| I will sound lame and boring but here is my sobriety story: - Where I am from kids start drinking at 16 or earlier and it starts with beer. Which is bitter and "an acquired taste", one "you have to learn to enjoy". I did not want to "learn to enjoy" anything that is objectively bad for my body, the cause of all sorts of issues for people (career fuckups etc) and on top of all that expensive. - I used to drive all the time and therefore not starting to drink made it easy to not miss it. If you never made it a habit, you won't crave it, you won't miss it. - I grew up with family around me drinking a glass of wine or other drink on a routine: at dinner, after a long day of work... => this worked for them, no judgement, I personally will try to build routines that make me sleep better, actually bring me lasting joy. - Time wasted by alcohol, even at moderate amounts, is none-zero.

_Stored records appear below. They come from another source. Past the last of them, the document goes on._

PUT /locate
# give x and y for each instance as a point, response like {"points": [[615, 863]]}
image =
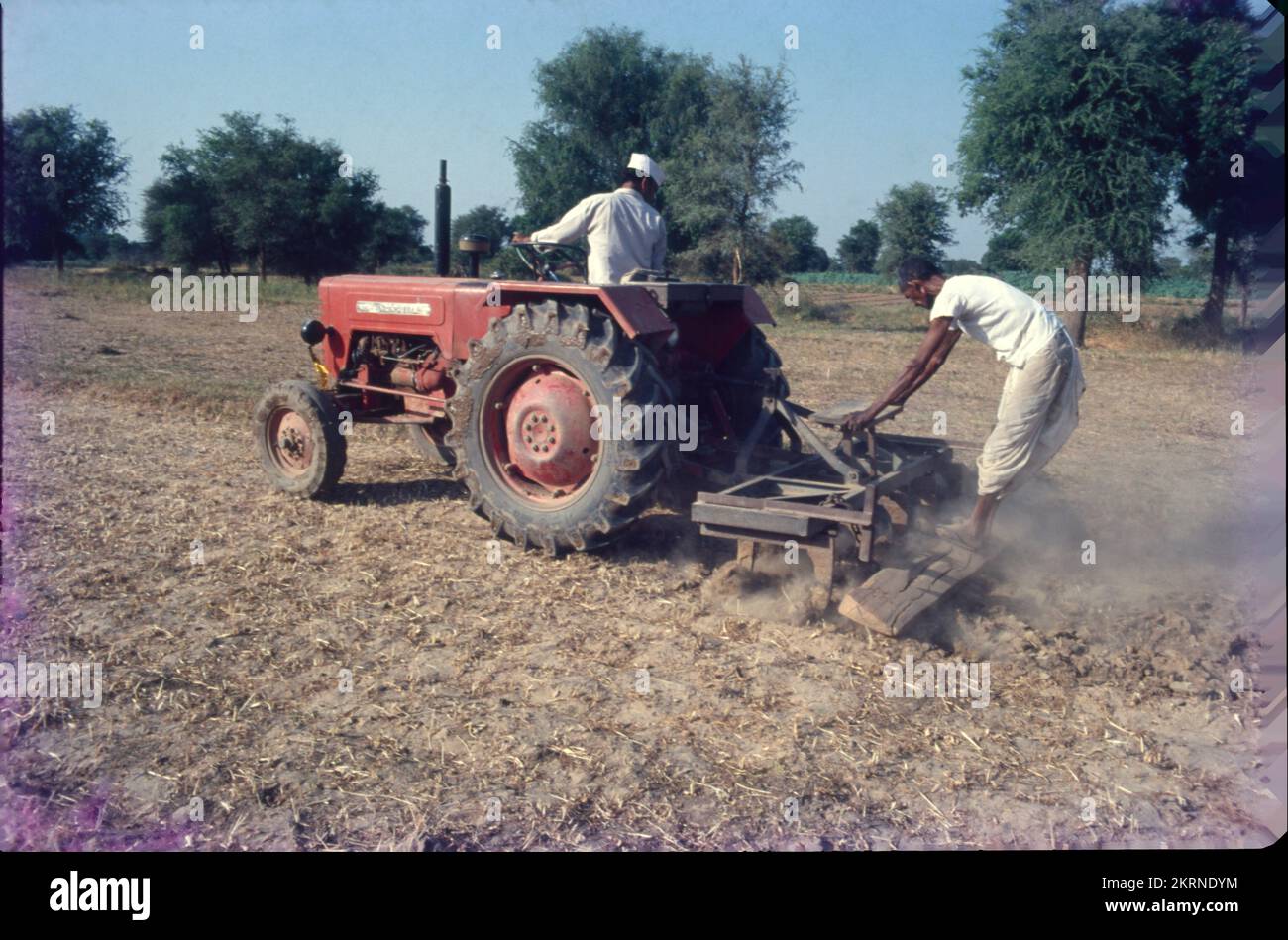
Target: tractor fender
{"points": [[632, 307]]}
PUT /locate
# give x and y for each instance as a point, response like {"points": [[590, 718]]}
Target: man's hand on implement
{"points": [[859, 420]]}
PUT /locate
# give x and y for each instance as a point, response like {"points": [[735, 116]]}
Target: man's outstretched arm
{"points": [[574, 226], [930, 356]]}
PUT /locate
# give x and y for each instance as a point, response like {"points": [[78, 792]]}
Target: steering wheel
{"points": [[546, 259]]}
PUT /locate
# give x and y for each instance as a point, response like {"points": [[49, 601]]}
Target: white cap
{"points": [[644, 166]]}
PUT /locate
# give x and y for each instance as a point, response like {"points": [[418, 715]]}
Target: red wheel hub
{"points": [[541, 432], [290, 442]]}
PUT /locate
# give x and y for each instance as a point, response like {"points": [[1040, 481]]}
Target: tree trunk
{"points": [[1244, 296], [1215, 305], [1074, 309]]}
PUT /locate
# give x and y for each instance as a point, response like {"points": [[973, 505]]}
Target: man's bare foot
{"points": [[962, 533]]}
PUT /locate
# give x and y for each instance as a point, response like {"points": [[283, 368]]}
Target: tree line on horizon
{"points": [[1087, 123]]}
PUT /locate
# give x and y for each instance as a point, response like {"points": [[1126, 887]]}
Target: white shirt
{"points": [[625, 232], [1005, 318]]}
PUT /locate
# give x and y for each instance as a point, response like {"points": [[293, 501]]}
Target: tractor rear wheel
{"points": [[297, 439], [524, 433], [746, 365]]}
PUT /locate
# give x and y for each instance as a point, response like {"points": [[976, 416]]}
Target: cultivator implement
{"points": [[846, 503]]}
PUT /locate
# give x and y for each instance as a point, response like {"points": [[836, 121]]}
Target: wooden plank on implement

I want to reduce my time feeling shit as much as possible, because why would we want it any other way? IDK, I am probably weird for not drinking any alcohol ever. But I enjoy parties as much as my friends. Its all a matter of being influenced by peers making drinking 'the norm', breaking the norms for your own good works out most of the time. |
I noticed, before I stopped drinking, I never was on a party where I didn't at least got tipsy.
Meaning, all my social skills relied on alcohol. It made it easier to talk to people, date women, etc.
I never learned to do all that sober, and so now that I'm pushing 40, I feel kinda lost at events.